This Article is From Aug 03, 2022

Nancy Pelosi: From Housewife To One Of The Most Powerful Women - 5 Points

US House Speaker Nancy Pelosi's visit to Taiwan has ignited a diplomatic firestorm. An angry China has announced military drills, missile launches and sanctions on Taiwanese agricultural goods.

Nancy Pelosi is the highest-profile elected US official to visit Taiwan in 25 years.

US House Speaker Nancy Pelosi's visit to Taiwan has ignited a diplomatic firestorm. An angry China has announced military drills, missile launches and sanctions on Taiwanese agricultural goods.

Here are five points on Nancy Pelosi:

  1. The 82-year-old is one of the most powerful politicians in the United States. She was re-elected as the Speaker of the House of Representatives for a fourth term in 2021. According to her website, Ms Pelosi is the first woman in US history to lead the House of Representatives. She was named as one of the most powerful women by Forbes magazine in 2021.

  2. The youngest of the seven children, Ms Pelosi grew up in Baltimore, Maryland, where her father was mayor. She went to college in Washington, where Ms Pelosi met financier Paul Pelosi and married him. They moved to San Franciso after marriage where Ms Pelosi was a housewife. The couple has five children - four daughters and a son.

  3. Nancy Pelosi started her political career in 1976, rising through the ranks of the Democratic Party in California and winning a seat in Congress in 1988. For 35 years, Speaker Pelosi has represented San Francisco, California's 12th District, in Congress.

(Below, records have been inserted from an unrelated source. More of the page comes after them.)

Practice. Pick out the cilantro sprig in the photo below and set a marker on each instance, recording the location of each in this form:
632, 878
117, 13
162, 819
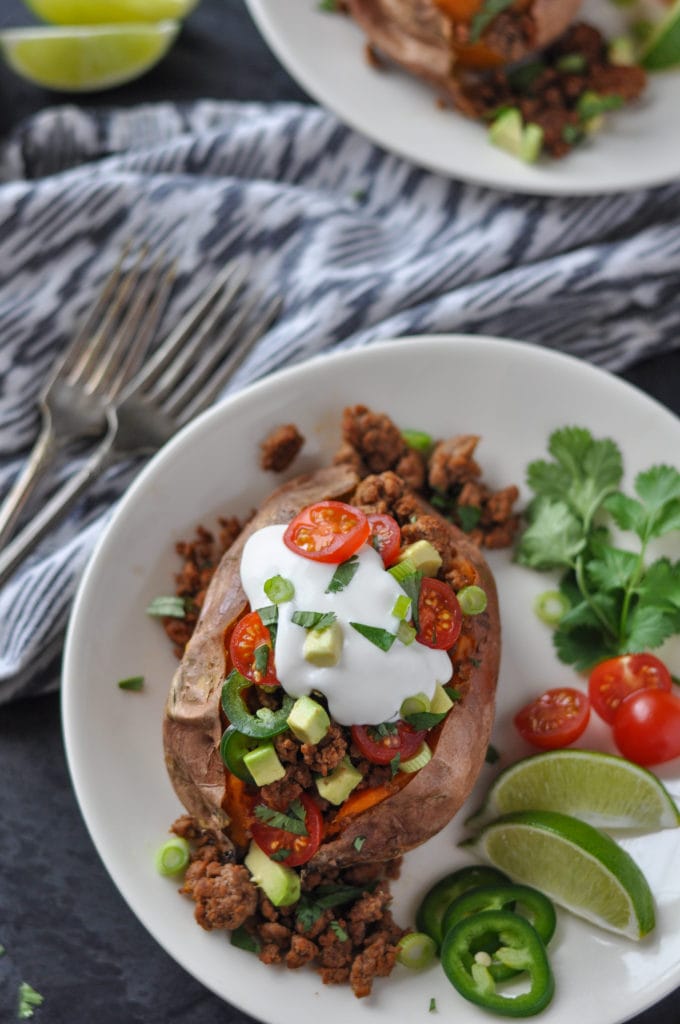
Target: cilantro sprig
620, 601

  4. She was the biggest opponent of the United States' invasion of Iraq in 2003, calling it a "grotesque mistake". Her biggest moment, which still circulates as popular GIF on the internet, came when she clapped sarcastically after former US President Donald Trump's State of the Union address in 2018. She also famously ripped up Mr Trump's speech in front of television cameras a year later.

  5. Ms Pelosi has defended her visit to Taiwan despite the anger shown by China. In an op-ed in The Washington Post, she called on Americans to remember their commitment to supporting democracy in Taiwan, and around the world. But this is not the first time she has taken on the Chinese government. More than 30 years ago, she showed up in Tiananmen Square and unfurled a banner honoring dissidents killed in the 1989 protests, according to news agency Reuters.